Ann Leckie’s Imperial Radch books, starting with Ancillary Justice, is at the top of my list best trilogies that I’ve ever read. I loved the intricate intergalactic universe she created along with the characters who roam it. I’m pretty much down to read anything Leckie writes at this point.
Provenance is set in the same universe (an instant draw for me), but it’s focused on a different region of the galaxy, primarily set on a planet called Hwae, which has their own unique conflicts and cultural values. There is a strong focus on family as a political construct, as well as a passion for “vestiges,” or cultural artifacts that provide a level of prestige on the owner.
Driven by the need to impress her politically motivated mother, she embarked on a dangerous and desperate scheme — to bring a criminal out of imprisonment so that e can reveal the location of some stolen vestiges. Of course, nothing goes according to plan. The person she broke out claims to be someone else entirely. She quickly devises a new plan, but her ship home gets stopped by an ambassador with a gripe and once she does make it home, she’s greeted by political turmoil. Things only get stranger and more dangerous from there.

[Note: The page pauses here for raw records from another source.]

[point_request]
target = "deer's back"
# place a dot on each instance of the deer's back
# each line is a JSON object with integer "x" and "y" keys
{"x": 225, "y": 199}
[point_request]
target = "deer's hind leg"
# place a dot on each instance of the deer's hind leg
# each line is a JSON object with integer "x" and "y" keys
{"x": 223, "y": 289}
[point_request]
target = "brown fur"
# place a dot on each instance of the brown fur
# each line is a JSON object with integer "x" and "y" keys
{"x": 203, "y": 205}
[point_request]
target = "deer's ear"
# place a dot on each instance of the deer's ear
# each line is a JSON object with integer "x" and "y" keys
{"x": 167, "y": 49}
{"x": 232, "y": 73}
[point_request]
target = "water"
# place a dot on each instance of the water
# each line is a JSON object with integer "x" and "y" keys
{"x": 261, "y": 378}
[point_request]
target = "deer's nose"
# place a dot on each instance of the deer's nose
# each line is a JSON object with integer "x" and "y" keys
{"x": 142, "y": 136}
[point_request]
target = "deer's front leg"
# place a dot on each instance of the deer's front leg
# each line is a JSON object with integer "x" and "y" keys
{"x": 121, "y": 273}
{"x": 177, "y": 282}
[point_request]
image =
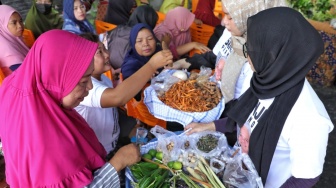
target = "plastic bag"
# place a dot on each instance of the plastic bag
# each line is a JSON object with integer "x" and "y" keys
{"x": 162, "y": 82}
{"x": 209, "y": 143}
{"x": 168, "y": 143}
{"x": 240, "y": 173}
{"x": 189, "y": 158}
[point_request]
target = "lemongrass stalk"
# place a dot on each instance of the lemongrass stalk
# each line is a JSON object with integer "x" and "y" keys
{"x": 194, "y": 174}
{"x": 215, "y": 177}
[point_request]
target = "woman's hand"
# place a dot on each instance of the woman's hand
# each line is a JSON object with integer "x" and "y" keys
{"x": 161, "y": 59}
{"x": 199, "y": 127}
{"x": 219, "y": 68}
{"x": 201, "y": 47}
{"x": 180, "y": 64}
{"x": 198, "y": 21}
{"x": 166, "y": 38}
{"x": 126, "y": 156}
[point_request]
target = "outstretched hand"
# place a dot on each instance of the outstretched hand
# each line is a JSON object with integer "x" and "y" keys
{"x": 126, "y": 156}
{"x": 201, "y": 47}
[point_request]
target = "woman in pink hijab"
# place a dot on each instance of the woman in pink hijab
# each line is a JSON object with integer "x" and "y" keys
{"x": 174, "y": 30}
{"x": 46, "y": 143}
{"x": 12, "y": 48}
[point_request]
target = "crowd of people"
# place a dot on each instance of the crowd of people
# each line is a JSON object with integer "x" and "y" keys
{"x": 59, "y": 118}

I don’t want to say much more than that — vestiges play a large role in storyline, as does the question of whether they are valid or forgery It’s twisty story with many, many threads from seemingly dissimilar occurances that all somehow come together in the end.

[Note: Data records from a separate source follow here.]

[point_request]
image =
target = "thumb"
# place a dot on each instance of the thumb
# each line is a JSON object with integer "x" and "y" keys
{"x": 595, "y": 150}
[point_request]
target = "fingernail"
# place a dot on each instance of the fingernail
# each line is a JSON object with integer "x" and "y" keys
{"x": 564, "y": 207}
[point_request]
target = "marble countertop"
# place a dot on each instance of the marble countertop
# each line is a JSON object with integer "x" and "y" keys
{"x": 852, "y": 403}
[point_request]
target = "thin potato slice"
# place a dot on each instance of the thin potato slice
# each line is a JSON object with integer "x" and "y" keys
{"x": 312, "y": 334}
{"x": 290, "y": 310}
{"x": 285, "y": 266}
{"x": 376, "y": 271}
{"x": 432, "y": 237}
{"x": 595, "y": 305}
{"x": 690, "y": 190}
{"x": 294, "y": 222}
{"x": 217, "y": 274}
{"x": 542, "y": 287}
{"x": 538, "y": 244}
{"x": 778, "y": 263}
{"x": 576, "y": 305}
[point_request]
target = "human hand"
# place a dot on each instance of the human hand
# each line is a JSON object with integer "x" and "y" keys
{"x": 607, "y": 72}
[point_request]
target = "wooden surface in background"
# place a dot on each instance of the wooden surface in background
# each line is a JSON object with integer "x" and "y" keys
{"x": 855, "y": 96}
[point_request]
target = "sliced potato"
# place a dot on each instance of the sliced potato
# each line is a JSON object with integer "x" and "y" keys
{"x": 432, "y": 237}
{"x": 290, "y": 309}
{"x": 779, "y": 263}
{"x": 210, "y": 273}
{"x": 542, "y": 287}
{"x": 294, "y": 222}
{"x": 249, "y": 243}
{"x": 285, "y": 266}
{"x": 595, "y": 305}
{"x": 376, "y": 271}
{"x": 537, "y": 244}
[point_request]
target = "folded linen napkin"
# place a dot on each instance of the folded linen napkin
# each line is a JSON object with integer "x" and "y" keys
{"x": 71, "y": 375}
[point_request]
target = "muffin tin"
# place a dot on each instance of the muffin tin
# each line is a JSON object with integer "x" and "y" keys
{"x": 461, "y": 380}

Ingray, at first, seems a bit frivolous. Her plan is absurdly risky and has cost her much in it’s execution to only have it fail. However, she’s a person who proves herself capable of thinking her way through just about any crisis (with only a little panic in the interim). Her plans are wild and sometimes foolish, but they also tend to work. She’s also really compassionate toward other people, helping who she can despite the risk to herself. It makes her lovable.

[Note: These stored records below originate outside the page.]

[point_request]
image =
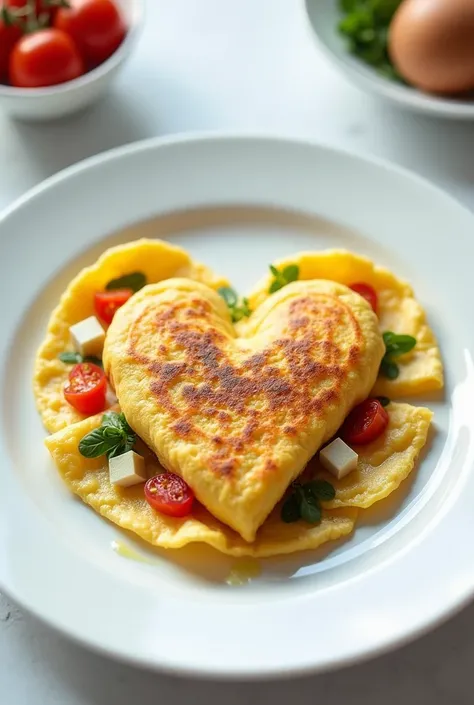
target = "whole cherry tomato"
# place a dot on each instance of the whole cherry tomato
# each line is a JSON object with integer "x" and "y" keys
{"x": 169, "y": 494}
{"x": 365, "y": 423}
{"x": 87, "y": 388}
{"x": 367, "y": 292}
{"x": 44, "y": 58}
{"x": 106, "y": 303}
{"x": 97, "y": 27}
{"x": 41, "y": 7}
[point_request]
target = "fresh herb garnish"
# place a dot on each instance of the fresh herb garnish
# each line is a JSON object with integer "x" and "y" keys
{"x": 134, "y": 281}
{"x": 281, "y": 278}
{"x": 303, "y": 502}
{"x": 72, "y": 358}
{"x": 395, "y": 345}
{"x": 365, "y": 25}
{"x": 113, "y": 437}
{"x": 238, "y": 309}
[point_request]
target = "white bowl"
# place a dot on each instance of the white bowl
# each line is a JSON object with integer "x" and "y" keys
{"x": 66, "y": 98}
{"x": 324, "y": 16}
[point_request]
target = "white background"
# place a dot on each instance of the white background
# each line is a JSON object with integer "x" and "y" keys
{"x": 246, "y": 65}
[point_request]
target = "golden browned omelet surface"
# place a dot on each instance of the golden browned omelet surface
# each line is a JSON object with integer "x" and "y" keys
{"x": 156, "y": 259}
{"x": 239, "y": 418}
{"x": 420, "y": 370}
{"x": 383, "y": 465}
{"x": 127, "y": 507}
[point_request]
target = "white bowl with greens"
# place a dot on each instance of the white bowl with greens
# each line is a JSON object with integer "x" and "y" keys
{"x": 369, "y": 66}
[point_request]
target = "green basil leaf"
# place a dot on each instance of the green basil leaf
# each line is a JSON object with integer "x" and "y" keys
{"x": 114, "y": 451}
{"x": 112, "y": 433}
{"x": 70, "y": 358}
{"x": 275, "y": 286}
{"x": 274, "y": 271}
{"x": 387, "y": 337}
{"x": 322, "y": 490}
{"x": 291, "y": 273}
{"x": 93, "y": 445}
{"x": 134, "y": 281}
{"x": 310, "y": 511}
{"x": 389, "y": 369}
{"x": 290, "y": 511}
{"x": 398, "y": 344}
{"x": 229, "y": 296}
{"x": 385, "y": 401}
{"x": 113, "y": 419}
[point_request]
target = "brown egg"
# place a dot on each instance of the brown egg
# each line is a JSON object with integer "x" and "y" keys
{"x": 431, "y": 43}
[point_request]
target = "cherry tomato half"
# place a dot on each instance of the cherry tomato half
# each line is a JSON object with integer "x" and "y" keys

She makes some interesting allies throughout her journey — most notably, Garal Ket, the prisoner who may or may not be who she was seeking, and Captain Tic Ulsine, who ran away from his life on Geck by making off with a few of their ships. Both of these characters are clever and entertaining in their own unique ways.
On the whole, I would say that Provenance is a lighter romp than the Radch trilogy, the elements driving it more down-home with several iterations of family and family conflict being at center. A lot of the characters motivations are the result of the desire to fit in with family or the rejection of family along with the formation of new families. It’s impressive how Leckie is able to bring so many threads together into such an interesting story. It’s brilliantly done.